When No One Knows Where You Are. Or Needs To.

Posted: 25 Nov 2011 06:09 AM PST

This guest post is by Greg McFarlane of Control Your Cash.

As you're reading this, it's 80º Fahrenheit and sunny with a light breeze. Not necessarily where you are, but somewhere.

That somewhere is where I've chosen to blog for a living. Most of the time, that means Las Vegas. Right now, this being November, it's Maui. In other years it's been Mexico or South Africa. I'm untethered from any particular location, and able to give value to my clients while neither shivering nor wearing layers. It's a lifestyle that I've merely adopted, but that Jon Morrow seems to have perfected. Also, it's a lot less expensive than you might think.

What motivates you? Yes, money, health, family, friendship, I get it. Those are all the universal answers. But what motivates you in particular? Spend a few seconds thinking of an answer, then keep reading.

For me, money and self-determination are motivating factors 1 and 1A. Following right on their heels is the avoidance of cold weather in all its dreary, cloudy, soul-crushing forms. I would gladly starve my children if doing so meant I'd get to live somewhere warm, and if I had children. I might hate winter more than I hate terrorism.

If the idea of blogging on your own terms (and closer to the Equator) resonates with you, understand that the demands on your time will increase. (That's not a typo. I did mean "increase", not "decrease.")

What you need

In this post-industrial society, blogging has few physical demands. In addition to blogging, I run an advertising business. I write radio and TV commercials. You and I happen to be living in 2011, which means that all we need to be productive in certain fields of endeavor are a laptop, a power source, a word processor, and an Internet connection. Oh, and discipline.

If you can't motivate yourself harder than any employer can motivate you, do yourself a favor and return to your 9-to-5 world before thinking about the remote blogging lifestyle any further. The distractions abound when you determine not only your own schedule, but your own workplace.

The problem with many people who aspire to blogging remotely but who can't actually make it happen is that they forget one crucial component—"setting your own hours" really does mean setting your own hours. Not, "I'll blog today, maybe Monday, depending on whether the mood strikes me and whether the fish are biting." Rather, it's "From 6:00 to 11:00 tonight, I'm going to apply myself as diligently as a new hire on his first day. I'm going to pretend a boss is watching me on camera. This is my probationary period."

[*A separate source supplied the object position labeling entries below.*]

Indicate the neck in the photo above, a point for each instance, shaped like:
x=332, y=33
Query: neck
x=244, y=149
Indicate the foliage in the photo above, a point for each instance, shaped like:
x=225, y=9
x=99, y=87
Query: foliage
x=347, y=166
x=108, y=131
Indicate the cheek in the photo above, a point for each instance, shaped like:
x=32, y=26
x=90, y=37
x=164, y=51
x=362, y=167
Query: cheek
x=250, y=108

Remote blogging is a tradeoff, like anything else in life. There's freedom, but with the concomitant temptation to slack off. With respect to the latter, you're at a disadvantage to people who work in conventional office settings. Discipline is easy for them, because it's forced upon them. They can't take a five-hour lunch break when there are coworkers in the adjacent cubicles. They probably can't put their feet up and watch TV when the mood strikes them. It's doubtful they can work pantslessly, either.

Taking the plunge

As a practical matter, researching before you pack up and go remote is critical. One of my favorite working spots is the village of Playa Naranjo (Orange Beach) on the Gulf of Nicoya in Costa Rica.

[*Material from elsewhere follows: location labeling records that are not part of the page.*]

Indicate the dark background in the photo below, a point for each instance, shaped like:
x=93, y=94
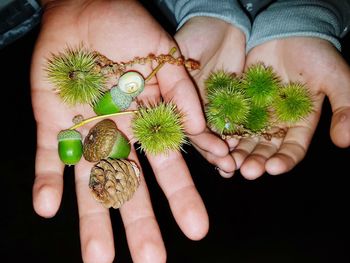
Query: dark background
x=300, y=216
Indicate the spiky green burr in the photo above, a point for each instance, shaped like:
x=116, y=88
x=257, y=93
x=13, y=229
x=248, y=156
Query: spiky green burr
x=293, y=104
x=75, y=77
x=70, y=147
x=159, y=129
x=220, y=79
x=227, y=109
x=261, y=84
x=257, y=119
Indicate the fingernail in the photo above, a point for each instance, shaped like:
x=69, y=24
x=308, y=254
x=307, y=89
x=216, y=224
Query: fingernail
x=343, y=118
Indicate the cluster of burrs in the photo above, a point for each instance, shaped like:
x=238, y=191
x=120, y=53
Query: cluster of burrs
x=81, y=76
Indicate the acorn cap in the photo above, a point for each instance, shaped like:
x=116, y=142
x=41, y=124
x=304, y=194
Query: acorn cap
x=69, y=135
x=131, y=83
x=114, y=182
x=120, y=99
x=100, y=140
x=106, y=105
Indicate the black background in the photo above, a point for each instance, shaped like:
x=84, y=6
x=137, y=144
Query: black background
x=300, y=216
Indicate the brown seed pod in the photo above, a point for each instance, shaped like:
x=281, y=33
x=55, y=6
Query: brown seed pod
x=114, y=181
x=105, y=140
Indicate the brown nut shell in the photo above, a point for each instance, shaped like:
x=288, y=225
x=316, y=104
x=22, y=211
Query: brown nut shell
x=114, y=181
x=100, y=140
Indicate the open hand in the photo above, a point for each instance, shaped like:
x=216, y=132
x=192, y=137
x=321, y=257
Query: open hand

It's bucolic, and it's relaxing, but it's miles removed from the metropolitan first-world bandwidth that many of us take for granted. Customer support is provided during inconsistent hours, and in a language I understand only the fundamentals of. That means that I have to allot slightly more time to my projects, and upload them in batches. It also means that if I want to travel any deeper into the jungle to look at toucans, I'd better do so on non-working days. But it can be done. It can all be done.

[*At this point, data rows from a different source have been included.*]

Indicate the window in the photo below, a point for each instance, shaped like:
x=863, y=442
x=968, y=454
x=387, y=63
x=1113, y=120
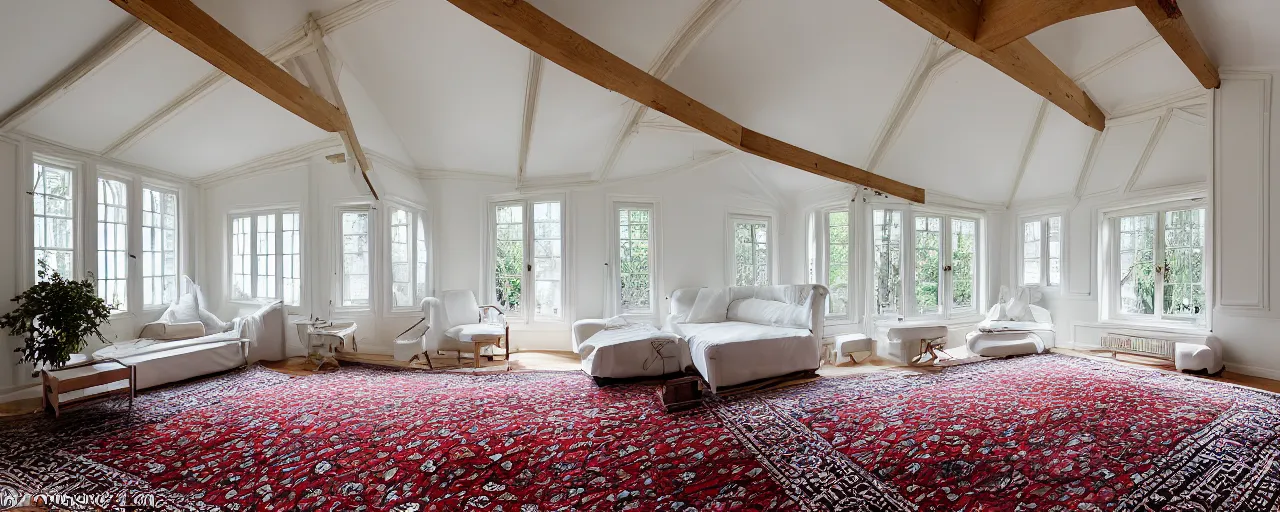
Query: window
x=941, y=275
x=53, y=218
x=1157, y=264
x=113, y=243
x=266, y=257
x=528, y=245
x=836, y=233
x=750, y=247
x=408, y=257
x=887, y=260
x=1042, y=251
x=355, y=259
x=159, y=247
x=635, y=259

Don't assume that ease of communication is correlated with human development, either. The fastest Internet connection I've ever enjoyed was on a free Wi-Fi network in Ulan Bator, Mongolia. (The Mongolians never had obsolete legacy equipment to dig up and work around, so they started with state-of-the-art.) Months later, my failed attempts to log on to a trusted Canadian network from a hotel a mere five miles over the U.S. border were met with lamentations and the gnashing of (my) teeth. And they charged $15 a day for the privilege.

The remote blogging lifestyle—and it is a lifestyle, more than it is an occupation—isn't something you want to dabble in and then maybe reconsider. Yes, it requires you to make sure you'll have the right tools at your disposal and readily accessible, but there's more. Like finding and pricing a place to stay. And pricing your existing place on the rental market to see if the numbers can pencil out in your favor. They probably can, but it's better to determine so before you make the commitment.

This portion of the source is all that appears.